Metabolics Flashcards
Carnitine Palmitoyltransferase II Deficiency
Type: Disorder of long-chain fatty acid oxidation
Genetics: Autosomal recessive
3 forms: lethal neonatal, infantile hepatocardiomuscular or myopathic form
Clinical Features: Hypoketotic hypoglycemia, liver failure, cardiomyopathy, seizures, peripheral neuropathy
Myopathic: exercise-induced muscle pain and weakness, myoglobinuria
Investigations:
- Molecular gene testing of CPT2
- Reduced CPT enzyme in muscle
- High CK
- High C12-C18 on acylcarnitine profile
Management:
- High carb, low fat diet
- Carnitine
- Glucose infusions during illnesses
- Stay hydrated
- Avoid triggers and VPA, general anesthesia, ibuprofen and diazepam
A child with blonde hair much lighter than her family members is noted to have crystals on her optometry examination.

CYSTINOSIS
Genetics: CTNS gene
Inheritance: Autosomal Recessive
Lysosomal storage disorder leading to cysteine accumulation in all cells
Clinical Features: Normal at birth → failure to thrive, Fanconi syndrome (proximal tubule dysfunction → normal AG metabolic acidosis, volume depletion from polyuria, electrolyte imbalances, hypophosphatemic rickets) by 6-12 months; often fair complexion, photophobia (leads to blindness)

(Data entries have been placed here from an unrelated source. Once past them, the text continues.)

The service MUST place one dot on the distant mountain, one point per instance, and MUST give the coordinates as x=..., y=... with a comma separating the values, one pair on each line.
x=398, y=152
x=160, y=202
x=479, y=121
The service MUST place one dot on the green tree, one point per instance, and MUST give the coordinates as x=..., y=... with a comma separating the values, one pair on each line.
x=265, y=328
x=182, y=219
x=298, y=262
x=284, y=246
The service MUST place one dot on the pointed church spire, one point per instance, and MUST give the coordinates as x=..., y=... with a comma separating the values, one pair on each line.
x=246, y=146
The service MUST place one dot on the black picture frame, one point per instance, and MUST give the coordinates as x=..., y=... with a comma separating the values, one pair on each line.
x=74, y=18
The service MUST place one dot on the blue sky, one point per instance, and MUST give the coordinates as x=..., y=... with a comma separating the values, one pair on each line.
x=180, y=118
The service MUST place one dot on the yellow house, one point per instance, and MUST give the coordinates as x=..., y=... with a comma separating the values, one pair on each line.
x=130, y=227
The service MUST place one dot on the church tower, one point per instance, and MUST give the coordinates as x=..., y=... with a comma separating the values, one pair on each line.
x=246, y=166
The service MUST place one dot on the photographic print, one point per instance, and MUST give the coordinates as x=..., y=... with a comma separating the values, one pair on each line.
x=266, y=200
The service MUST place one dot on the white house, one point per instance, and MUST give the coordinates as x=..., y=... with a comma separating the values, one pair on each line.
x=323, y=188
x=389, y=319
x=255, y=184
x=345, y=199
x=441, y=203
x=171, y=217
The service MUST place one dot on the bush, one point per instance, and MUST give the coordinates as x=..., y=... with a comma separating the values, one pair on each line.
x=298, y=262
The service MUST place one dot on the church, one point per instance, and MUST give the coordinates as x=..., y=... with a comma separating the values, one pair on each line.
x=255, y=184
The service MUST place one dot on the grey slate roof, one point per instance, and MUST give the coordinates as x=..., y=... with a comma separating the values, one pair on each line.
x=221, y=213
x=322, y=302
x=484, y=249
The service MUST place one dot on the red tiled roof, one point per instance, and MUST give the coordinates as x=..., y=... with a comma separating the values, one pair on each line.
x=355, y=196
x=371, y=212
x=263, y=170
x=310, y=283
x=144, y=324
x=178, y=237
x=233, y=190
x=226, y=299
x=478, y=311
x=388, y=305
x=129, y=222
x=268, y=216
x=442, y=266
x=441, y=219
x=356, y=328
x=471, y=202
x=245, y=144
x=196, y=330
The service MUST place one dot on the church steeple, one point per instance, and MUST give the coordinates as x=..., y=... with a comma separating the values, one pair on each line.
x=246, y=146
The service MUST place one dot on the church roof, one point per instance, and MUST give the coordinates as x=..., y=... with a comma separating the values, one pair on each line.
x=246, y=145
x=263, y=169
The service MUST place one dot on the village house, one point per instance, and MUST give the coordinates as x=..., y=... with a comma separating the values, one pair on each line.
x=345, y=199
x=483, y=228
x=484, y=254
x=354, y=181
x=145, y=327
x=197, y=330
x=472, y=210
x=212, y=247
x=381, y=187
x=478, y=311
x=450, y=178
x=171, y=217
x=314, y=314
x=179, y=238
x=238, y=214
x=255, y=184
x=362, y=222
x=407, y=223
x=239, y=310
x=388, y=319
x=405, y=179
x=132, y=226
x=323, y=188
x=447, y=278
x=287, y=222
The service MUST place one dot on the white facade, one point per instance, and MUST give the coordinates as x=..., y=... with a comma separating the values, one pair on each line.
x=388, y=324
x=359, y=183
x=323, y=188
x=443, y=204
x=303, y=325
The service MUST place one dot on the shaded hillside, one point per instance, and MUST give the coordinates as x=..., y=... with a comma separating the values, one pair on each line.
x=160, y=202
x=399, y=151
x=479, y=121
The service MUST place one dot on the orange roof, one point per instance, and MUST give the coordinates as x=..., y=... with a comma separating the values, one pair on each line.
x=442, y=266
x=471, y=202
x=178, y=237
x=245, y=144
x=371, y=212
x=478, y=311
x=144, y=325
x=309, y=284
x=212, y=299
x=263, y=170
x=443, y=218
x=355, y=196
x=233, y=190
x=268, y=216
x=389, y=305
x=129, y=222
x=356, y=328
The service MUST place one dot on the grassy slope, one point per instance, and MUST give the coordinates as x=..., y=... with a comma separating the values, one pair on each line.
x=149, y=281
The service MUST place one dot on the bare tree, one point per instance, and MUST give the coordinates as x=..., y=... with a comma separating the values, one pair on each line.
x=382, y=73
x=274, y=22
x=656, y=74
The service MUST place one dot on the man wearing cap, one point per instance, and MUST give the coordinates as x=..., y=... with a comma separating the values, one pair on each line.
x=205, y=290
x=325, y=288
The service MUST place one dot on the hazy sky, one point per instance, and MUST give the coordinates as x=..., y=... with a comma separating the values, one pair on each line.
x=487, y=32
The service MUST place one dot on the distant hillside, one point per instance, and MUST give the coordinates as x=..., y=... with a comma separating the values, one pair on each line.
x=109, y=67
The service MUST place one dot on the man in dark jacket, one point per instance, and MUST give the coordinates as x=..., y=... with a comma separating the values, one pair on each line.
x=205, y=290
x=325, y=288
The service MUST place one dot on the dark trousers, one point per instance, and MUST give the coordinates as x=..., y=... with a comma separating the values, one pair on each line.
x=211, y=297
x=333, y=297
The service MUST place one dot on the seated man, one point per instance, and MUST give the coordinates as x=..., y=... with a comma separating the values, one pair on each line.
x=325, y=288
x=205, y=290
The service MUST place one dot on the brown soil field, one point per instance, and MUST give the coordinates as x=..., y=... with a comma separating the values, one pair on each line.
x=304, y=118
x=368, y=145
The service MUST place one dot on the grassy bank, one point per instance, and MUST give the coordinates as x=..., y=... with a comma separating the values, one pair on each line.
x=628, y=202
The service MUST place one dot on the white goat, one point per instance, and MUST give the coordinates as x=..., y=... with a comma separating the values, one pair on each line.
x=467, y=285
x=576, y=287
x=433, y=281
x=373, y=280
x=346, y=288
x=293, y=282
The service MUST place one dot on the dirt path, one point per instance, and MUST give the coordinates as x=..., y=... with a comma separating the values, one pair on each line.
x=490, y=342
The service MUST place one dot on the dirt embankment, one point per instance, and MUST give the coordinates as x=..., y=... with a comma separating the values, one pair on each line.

If untreated, ESRD by 10yo.
Investigations:
- Urine: ↑glucose, ↑phosphate, ↑amino acids, ↑organic acids, ↑protein, ↑potassium, ↑bicarbonate
- Serum: ↓phosphate, ↓hypokalemia, non-anion gap metabolic acidosis
- Genetic testing or leukocyte cysteine levels
Management:
- Oral cysteamine - delays onset of complications
- Eyedrops
- Water, sodium, phosphate and potassium supplementation
- Vitamin D
- Bicarbonate supplementation
- Referrals to Nephrology, Metabolics, Ophthalmology, Endocrinology
A hypotonic infant with sweet smelling cerumen
MAPLE SYRUP URINE DISEASE
Presentation: Poor feeding, hyper- or hypotonia, lethargy or encephalopathy
Distinct Features: Maple syrup smelling urine/cerumen
Screening labs: ↑ketones, normal or ↑ ammonia
Acute management:
- IV dextrose
- Branched-chain amino acid-free TPN
- Dialysis PRN
Chronic management:
- Branched-chain amino acid restriction
- Valine and isoleucine supplementation
- Trial of thiamine (rare forms are responsive)
- liver transplantation
A developmentally normal child presents with a hypoglycemic seizure during an episode of gastroenteritis. No ketones are noted on workup.
MCAD DEFICIENCY
Presentation: Identified on Newborn Screen.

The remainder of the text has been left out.